The government has highlighted the use of remote sensing technology, but the scientists themselves are not sure about how remote sensing technology or other technologies can replace CCEs other than come in useful for verifying (and may be not assessing) some localized risk and damage/loss.
It is not clear if the new scheme has taken any steps to delink enrolment of cultivators from banks being used as the transaction points by insurance companies. When all loanee and non-loanee farmers are covered directly by the crop insurance company which has to come to the forefront (rather than being invisible hiding behind the banker as of today), the accountability in the entire insurance process will be more explicit and in favour of farmers.
While the move towards payment of insurance amount directly to bank account of the farmers is to be welcomed, it is vital that the payment be made to saving bank account and not the loan account that the banks can access to recover their loan. Or else these schemes have become loan insurance for the banks rather than crop insurance for the farmers.

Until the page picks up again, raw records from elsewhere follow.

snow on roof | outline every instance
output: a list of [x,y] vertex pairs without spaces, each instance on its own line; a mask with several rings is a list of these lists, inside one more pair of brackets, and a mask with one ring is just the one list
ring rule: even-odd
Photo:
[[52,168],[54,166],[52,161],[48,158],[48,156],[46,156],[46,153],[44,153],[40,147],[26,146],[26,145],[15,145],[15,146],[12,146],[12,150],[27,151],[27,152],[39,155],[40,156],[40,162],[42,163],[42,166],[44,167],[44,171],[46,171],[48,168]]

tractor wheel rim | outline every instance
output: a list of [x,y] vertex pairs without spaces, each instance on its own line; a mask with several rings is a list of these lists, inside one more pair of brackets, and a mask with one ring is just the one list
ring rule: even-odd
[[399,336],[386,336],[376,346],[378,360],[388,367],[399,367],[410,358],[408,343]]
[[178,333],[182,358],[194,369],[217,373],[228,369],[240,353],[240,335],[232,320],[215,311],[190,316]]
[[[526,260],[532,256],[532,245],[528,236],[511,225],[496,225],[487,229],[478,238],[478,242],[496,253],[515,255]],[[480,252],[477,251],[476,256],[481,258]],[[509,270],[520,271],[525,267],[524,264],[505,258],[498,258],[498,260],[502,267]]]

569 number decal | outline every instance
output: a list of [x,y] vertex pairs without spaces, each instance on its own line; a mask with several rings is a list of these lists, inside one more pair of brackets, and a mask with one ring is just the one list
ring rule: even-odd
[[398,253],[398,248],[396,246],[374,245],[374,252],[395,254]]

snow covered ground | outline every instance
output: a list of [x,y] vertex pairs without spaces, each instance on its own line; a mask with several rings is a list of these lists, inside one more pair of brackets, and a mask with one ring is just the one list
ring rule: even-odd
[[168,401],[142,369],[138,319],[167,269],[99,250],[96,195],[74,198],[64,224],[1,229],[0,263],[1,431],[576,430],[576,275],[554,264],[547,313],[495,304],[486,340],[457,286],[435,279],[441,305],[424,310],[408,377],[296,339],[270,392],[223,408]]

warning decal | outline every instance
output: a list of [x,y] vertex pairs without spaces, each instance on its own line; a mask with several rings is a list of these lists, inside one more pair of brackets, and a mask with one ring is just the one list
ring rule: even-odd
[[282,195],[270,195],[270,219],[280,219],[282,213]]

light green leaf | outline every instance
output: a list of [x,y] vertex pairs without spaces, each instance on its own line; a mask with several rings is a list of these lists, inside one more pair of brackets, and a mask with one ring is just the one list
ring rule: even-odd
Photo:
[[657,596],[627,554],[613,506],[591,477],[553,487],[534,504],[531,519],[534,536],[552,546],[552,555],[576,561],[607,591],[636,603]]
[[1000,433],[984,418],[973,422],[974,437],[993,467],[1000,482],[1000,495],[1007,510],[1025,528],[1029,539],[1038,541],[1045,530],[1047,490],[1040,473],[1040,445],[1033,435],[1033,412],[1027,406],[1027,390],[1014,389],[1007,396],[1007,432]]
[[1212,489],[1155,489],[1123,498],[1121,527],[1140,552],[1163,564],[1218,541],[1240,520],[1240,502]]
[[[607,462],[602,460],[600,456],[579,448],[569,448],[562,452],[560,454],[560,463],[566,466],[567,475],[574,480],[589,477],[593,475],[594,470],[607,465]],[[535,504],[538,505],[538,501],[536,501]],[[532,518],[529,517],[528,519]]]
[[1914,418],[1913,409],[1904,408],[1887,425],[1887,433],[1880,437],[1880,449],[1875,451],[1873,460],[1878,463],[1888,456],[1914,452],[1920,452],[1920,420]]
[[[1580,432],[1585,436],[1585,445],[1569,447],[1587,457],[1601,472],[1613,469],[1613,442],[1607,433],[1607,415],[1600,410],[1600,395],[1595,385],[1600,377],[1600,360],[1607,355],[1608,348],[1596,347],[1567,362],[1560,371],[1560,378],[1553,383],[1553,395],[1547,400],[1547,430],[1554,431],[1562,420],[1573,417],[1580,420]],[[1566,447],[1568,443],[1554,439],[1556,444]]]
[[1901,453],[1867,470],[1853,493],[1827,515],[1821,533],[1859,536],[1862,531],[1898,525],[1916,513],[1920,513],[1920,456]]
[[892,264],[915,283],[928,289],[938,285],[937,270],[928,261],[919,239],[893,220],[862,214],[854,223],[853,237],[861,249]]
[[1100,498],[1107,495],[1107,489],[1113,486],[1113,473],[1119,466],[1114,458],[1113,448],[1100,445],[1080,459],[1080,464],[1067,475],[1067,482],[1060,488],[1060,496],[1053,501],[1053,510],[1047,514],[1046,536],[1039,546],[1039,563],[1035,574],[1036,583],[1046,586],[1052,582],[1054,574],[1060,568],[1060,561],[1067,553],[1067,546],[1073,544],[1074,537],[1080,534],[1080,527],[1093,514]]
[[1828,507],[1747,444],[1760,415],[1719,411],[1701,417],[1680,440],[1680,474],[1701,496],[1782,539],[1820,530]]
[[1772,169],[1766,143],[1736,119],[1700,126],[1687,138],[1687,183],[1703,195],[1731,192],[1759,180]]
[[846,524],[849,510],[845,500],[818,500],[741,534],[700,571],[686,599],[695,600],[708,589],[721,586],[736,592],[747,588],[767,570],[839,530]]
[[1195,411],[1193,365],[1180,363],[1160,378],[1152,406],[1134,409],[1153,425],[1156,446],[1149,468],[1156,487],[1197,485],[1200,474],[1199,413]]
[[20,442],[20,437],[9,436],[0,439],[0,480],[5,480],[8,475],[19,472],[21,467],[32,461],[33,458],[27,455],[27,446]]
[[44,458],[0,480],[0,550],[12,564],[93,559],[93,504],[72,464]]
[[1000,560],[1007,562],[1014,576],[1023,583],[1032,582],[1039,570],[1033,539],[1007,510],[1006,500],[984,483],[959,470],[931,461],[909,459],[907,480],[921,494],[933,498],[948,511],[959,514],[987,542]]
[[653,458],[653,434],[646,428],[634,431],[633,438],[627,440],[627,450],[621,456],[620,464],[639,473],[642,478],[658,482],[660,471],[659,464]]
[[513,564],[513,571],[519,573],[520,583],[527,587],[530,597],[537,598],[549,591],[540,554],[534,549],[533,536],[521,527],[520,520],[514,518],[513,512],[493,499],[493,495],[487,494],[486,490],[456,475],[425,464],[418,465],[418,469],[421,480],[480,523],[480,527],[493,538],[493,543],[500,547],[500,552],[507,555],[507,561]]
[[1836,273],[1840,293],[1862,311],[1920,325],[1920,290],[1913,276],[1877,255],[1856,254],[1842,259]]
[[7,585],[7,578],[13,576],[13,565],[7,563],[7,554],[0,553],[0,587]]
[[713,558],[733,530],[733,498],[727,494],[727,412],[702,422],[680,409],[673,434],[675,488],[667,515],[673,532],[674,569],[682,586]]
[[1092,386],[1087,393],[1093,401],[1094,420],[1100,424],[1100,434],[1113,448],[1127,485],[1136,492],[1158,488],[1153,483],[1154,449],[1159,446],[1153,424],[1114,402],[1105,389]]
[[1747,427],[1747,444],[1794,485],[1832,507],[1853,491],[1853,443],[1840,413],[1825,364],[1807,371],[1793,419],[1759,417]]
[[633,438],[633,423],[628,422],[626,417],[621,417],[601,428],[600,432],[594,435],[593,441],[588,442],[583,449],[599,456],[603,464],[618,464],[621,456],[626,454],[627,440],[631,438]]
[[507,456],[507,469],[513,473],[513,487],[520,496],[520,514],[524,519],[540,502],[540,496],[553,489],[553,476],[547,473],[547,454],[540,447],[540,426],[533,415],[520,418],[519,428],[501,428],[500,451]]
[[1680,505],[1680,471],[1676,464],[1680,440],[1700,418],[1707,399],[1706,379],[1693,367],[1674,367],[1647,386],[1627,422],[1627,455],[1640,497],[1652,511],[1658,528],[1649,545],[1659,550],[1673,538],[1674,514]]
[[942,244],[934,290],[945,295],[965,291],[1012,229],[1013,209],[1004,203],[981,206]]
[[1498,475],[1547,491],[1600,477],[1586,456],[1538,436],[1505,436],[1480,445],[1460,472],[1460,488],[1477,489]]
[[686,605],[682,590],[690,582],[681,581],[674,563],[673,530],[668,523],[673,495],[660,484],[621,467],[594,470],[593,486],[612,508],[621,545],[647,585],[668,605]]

Kuruganti lamented, “It is unfortunate that the government came up with the new scheme announcement without due consultations. When the government claims that the best features of existing schemes have been taken into one scheme, it appears that it has based it on the understanding within the departments and insurance companies on what is “best” without incorporating the view of farmers, farmers movements and indeed the recommendations of the P K Mishra Committee appointed by the government itself.”
It is in this light, according to her, the farm movements do not see in this new scheme any expansion of choices as far as farmers are concerned. “Unless long standing demands of farmers are not addressed comprehensively, the new scheme is not going to lead to improved coverage or mitigation of farm distress, because reduction in premium rates will not be a silver bullet to achieve this,” she underlined.